Date of Award


Document Type


Degree Name

Doctor of Philosophy (PhD)


Department of Aeronautics and Astronautics

First Advisor

Robert B. Greendyke, PhD.


Vehicles entering planetary atmospheres at high speed require an ablative heat shield in order to withstand the high thermal energy flux to the body. The interaction between the ablative products and the flow field is not well characterized. Numerical simulations were conducted to investigate the influence of carbon ablation on shock layer radiation. Data collected from experiments performed in the X-2 expansion tunnel at the University of Queensland was used to compare to the simulations. The model was a short half-cylinder made of isomolded graphite and was tested in 8.6 km/s Earth entry flow. The model surface was heated within a temperature range of 1770-3280 K. The radiation emitted from the CN violet bands was measured by ultraviolet spectrometry in a spectral range from 353-391 nm. This research develops a novel finite-rate surface kinetic model for determining the chemical state of an ablating boundary layer. The proposed ablation model accounts for competing surface reaction processes such as adsorption/desorption, Eley-Rideal mechanisms, oxidation, nitridation, and sublimation.
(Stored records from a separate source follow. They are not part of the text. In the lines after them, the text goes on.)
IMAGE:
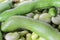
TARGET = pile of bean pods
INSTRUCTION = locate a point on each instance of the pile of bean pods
(30, 20)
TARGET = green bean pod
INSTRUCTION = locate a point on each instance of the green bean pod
(52, 12)
(24, 8)
(40, 28)
(5, 5)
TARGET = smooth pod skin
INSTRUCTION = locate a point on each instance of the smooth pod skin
(29, 6)
(40, 28)
(5, 5)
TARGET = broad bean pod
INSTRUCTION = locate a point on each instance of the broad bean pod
(28, 6)
(5, 5)
(40, 28)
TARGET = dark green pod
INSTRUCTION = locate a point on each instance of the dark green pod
(40, 28)
(5, 5)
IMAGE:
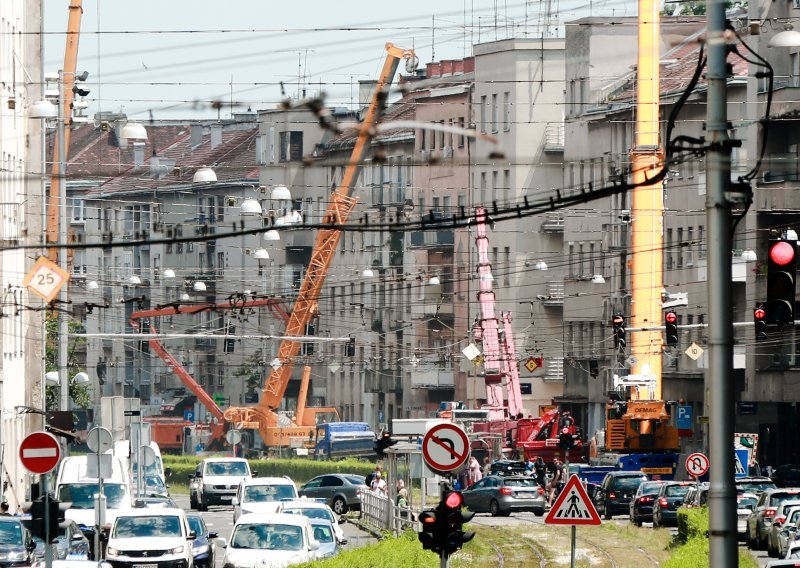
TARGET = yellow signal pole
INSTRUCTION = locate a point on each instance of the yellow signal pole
(647, 207)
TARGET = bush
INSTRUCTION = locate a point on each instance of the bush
(300, 470)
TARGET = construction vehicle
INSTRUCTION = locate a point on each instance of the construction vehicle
(264, 417)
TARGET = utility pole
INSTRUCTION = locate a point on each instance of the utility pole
(719, 386)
The included oxidation mechanisms predict CO as the primary oxidized product at the considered surface temperatures, which is in agreement with experiment and theory. A previous model had incorrectly predicted CO2 as the primary oxidized product for a majority of the tested surface temperatures. The ablative gas species predicted by this new surface model results in better agreement with experimental spectral measurements than predictions provided by legacy ablation models, and represents a significant improvement in current modeling capabilities for hypersonic nonequilibrium ablating re-entry flows.